Pelas previsões de mercado, a dívida vai ultrapassar a marca de R$ 10 trilhões, a preços de hoje, até o fim do mandato atual do presidente Luiz Inácio Lula da Silva. Embora também inclua os governos estaduais e as prefeituras, 95% do endividamento público pertence ao governo federal.
O cumprimento do arcabouço fiscal, como aconteceu no ano passado, passou para o segundo plano aos olhos dos analistas. Primeiro, porque suas metas não permitem estabilizar a dívida diante da pesada conta de juros. Segundo, porque, com flexibilizações e exceções à regra, o governo segue, na prática, sem zerar o déficit das contas primárias — ou seja, não faz economia para pagar a dívida.
O resultado é uma necessidade de financiamento do setor público de 9% do PIB, porcentual previsto por economistas para este ano. Projeções de um relatório publicado pelo BTG Pactual em dezembro mostram que apenas a Bolívia precisa captar mais dinheiro no mercado para rolar a dívida.
Procurado pelo Estadão/Broadcast, o Ministério da Fazenda ressalta que as despesas com juros devem cair no médio prazo, levando a uma estabilização da dívida, como resultado dos esforços para a consolidação fiscal.
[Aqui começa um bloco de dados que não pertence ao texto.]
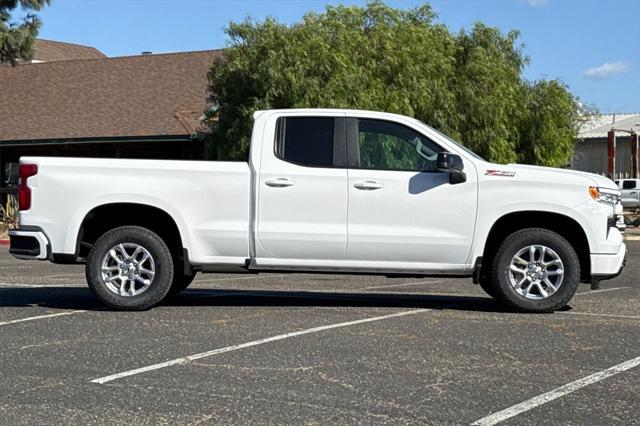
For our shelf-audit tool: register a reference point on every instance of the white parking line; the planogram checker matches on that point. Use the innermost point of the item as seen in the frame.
(601, 315)
(604, 290)
(400, 285)
(40, 285)
(42, 317)
(186, 359)
(557, 393)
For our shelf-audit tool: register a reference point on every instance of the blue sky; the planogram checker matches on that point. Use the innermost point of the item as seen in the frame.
(592, 45)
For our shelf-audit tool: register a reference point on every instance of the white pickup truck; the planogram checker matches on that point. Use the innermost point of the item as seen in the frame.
(324, 190)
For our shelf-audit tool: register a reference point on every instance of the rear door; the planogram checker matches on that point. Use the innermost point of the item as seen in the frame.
(401, 209)
(302, 191)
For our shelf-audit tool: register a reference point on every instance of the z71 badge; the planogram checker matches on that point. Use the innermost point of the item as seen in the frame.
(503, 173)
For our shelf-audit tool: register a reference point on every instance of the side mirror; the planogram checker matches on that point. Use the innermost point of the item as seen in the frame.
(451, 163)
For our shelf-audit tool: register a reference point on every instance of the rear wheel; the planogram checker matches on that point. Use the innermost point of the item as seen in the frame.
(535, 270)
(130, 268)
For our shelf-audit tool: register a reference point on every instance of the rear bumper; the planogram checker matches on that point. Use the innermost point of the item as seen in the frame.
(29, 244)
(604, 266)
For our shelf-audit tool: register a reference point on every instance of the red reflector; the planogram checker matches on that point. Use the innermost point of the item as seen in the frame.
(24, 194)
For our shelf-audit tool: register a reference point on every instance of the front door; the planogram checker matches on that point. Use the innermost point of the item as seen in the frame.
(401, 209)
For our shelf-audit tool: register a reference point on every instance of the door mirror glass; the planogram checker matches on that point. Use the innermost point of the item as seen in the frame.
(452, 164)
(449, 163)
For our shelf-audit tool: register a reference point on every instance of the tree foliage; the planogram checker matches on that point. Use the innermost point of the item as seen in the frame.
(469, 85)
(16, 38)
Diz ainda que não há riscos relevantes em relação à solvência da dívida pública federal, sendo que os títulos públicos colocados em leilão têm demonstrado demanda consistente ao longo do tempo.
Para mitigar riscos de refinanciamento e garantir flexibilidade na gestão da dívida, o Tesouro mantém uma reserva de liquidez dedicada ao pagamento de obrigações, que fechou o ano passado em R$ 860 bilhões. “Em síntese, apesar do aumento no custo de curto prazo, o Tesouro dispõe dos instrumentos necessários para uma gestão eficiente dos riscos associados à dívida”, respondeu o ministério às questões enviadas pela reportagem.
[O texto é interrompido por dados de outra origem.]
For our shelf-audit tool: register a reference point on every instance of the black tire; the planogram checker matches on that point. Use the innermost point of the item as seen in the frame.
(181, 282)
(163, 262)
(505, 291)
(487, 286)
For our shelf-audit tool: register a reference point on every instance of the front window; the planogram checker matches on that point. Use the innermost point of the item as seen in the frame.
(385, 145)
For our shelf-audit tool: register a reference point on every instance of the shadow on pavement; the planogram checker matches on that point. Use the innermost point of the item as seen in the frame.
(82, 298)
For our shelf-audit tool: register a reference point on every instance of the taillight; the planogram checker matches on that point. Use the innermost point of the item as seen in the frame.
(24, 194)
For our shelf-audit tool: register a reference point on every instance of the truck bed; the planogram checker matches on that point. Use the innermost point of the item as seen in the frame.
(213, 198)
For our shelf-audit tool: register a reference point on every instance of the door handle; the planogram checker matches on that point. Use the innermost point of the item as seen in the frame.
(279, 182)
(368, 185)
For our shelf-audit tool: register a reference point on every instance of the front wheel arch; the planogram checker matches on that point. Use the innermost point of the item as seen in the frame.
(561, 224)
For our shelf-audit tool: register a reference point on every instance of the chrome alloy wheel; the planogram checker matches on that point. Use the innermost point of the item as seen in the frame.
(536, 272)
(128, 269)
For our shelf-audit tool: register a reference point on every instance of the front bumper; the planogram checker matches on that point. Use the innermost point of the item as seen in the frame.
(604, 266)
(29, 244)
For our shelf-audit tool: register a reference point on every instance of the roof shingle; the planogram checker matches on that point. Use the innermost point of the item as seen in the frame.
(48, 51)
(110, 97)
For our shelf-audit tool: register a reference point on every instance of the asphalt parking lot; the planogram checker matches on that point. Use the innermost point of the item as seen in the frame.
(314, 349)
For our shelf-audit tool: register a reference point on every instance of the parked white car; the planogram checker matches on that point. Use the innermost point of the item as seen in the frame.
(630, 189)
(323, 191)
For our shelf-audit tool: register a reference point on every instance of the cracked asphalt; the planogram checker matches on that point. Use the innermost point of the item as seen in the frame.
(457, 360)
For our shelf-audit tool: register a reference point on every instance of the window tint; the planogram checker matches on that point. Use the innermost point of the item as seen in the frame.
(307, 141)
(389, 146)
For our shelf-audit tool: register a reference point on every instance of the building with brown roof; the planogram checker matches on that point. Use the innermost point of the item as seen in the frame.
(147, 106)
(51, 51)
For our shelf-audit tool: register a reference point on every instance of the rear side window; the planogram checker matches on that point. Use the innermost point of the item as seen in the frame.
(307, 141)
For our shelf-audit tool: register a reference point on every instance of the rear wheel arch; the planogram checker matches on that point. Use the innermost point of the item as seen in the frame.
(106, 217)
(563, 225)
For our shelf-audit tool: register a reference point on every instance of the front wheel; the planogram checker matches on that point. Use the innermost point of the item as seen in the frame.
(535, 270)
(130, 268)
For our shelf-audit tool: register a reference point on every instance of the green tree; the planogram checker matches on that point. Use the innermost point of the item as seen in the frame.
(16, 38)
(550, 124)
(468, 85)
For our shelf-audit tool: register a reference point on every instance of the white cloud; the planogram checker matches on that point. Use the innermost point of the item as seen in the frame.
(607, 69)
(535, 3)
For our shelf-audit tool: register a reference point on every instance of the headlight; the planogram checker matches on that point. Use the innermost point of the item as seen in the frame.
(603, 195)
Analistas consultados pelo Estadão/Broadcast também descartam o risco de calote e concordam que os investidores ainda mostram interesse em financiar o Brasil. Há preocupação, contudo, com as consequências da escalada da dívida na inflação.
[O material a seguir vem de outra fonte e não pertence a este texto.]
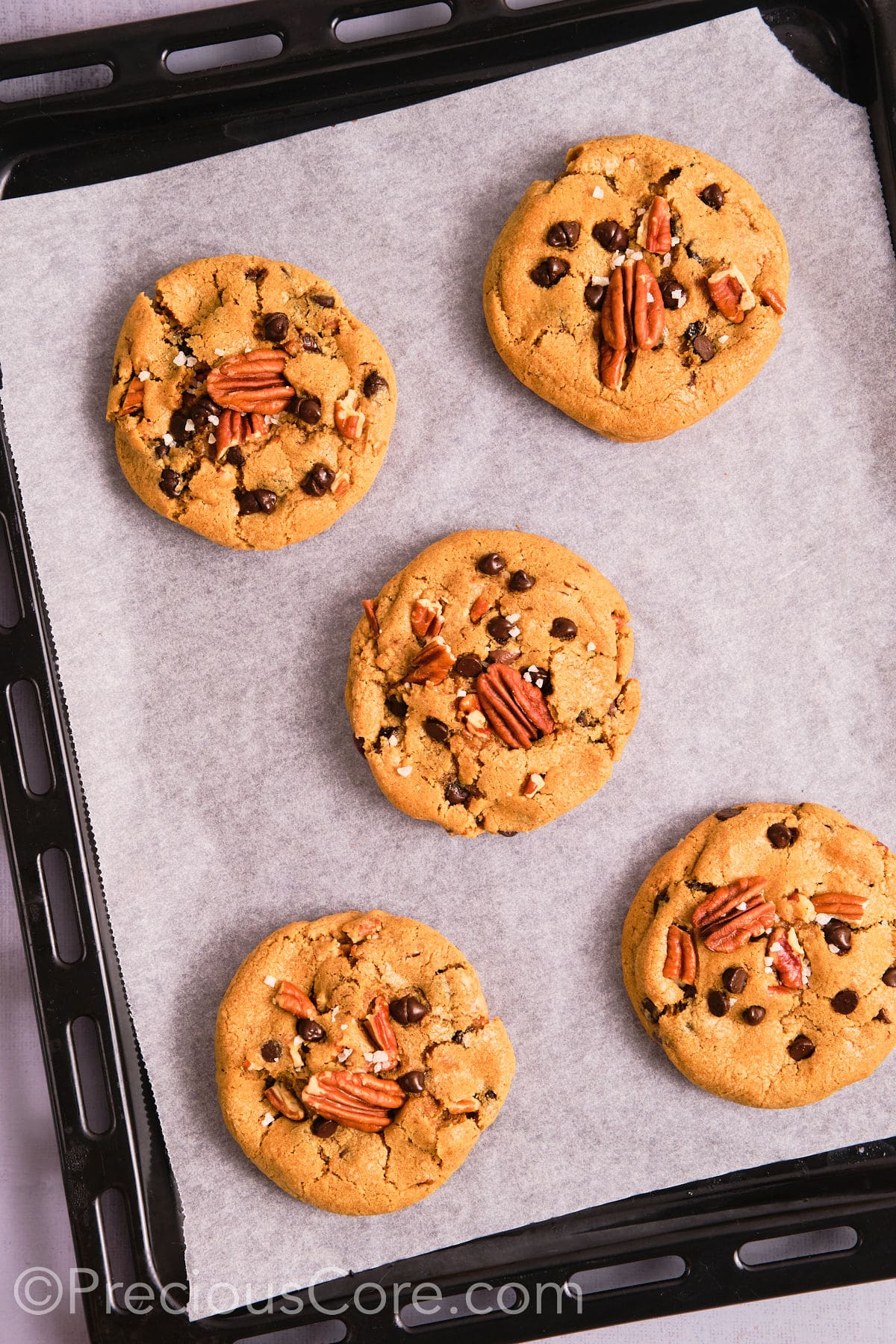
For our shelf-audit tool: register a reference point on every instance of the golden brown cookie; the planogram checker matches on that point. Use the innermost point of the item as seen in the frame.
(761, 953)
(249, 403)
(356, 1061)
(488, 685)
(640, 289)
“O ponto de partida, com uma dívida elevada, a um custo elevado, cria sim uma trajetória de insustentabilidade fiscal e preocupa bastante. Caso não haja mudança de rumo da política fiscal, o ‘calote branco’ vem via inflação. Não tem atalho, a forma mais estrutural de reduzir o juro de equilíbrio passa por endereçar o desequilíbrio das contas públicas”, comenta Gabriel Leal de Barros, economista-chefe da ARX Investimentos e ex-diretor da Instituição Fiscal Independente (IFI).
Ex-secretário do Tesouro e chefe de macroeconomia do ASA, Jeferson Bittencourt ressalta que a carga de juros paga pelo governo brasileiro é muito maior do que a de outros países porque a dívida pública é não apenas elevada como também cara. Um dos motivos é a demora no ajuste fiscal. “É a melhora lenta do resultado primário, junto com a desancoragem das expectativas de inflação, que faz a taxa de juros permanecer, na expectativa dos agentes, mais alta por mais tempo. Com isso, os juros nominais da dívida não caem rapidamente”, comenta o economista.
Conforme o especialista em contas públicas do Itaú Unibanco, Pedro Schneider, o Brasil, enquanto precisa de um superávit primário em torno de 2% do PIB para estancar a elevação da dívida, segue penando para chegar a um déficit zero. “O equilíbrio ainda está bem distante, o que contribui para a percepção de que existe um desafio fiscal sem uma solução clara de curto prazo.”
Para ele, o País não caminha a um cenário pessimista e vivido no passado no qual a dívida se torna impagável e só se resolve via hiperinflação. O problema, avalia, é que a rota trilhada leva a juros mais altos e inflação, o que compromete o crescimento econômico. “Não é que o Brasil está se tornando insolvente, é que estamos indo a um equilíbrio macroeconômico pior”, assinala Schneider.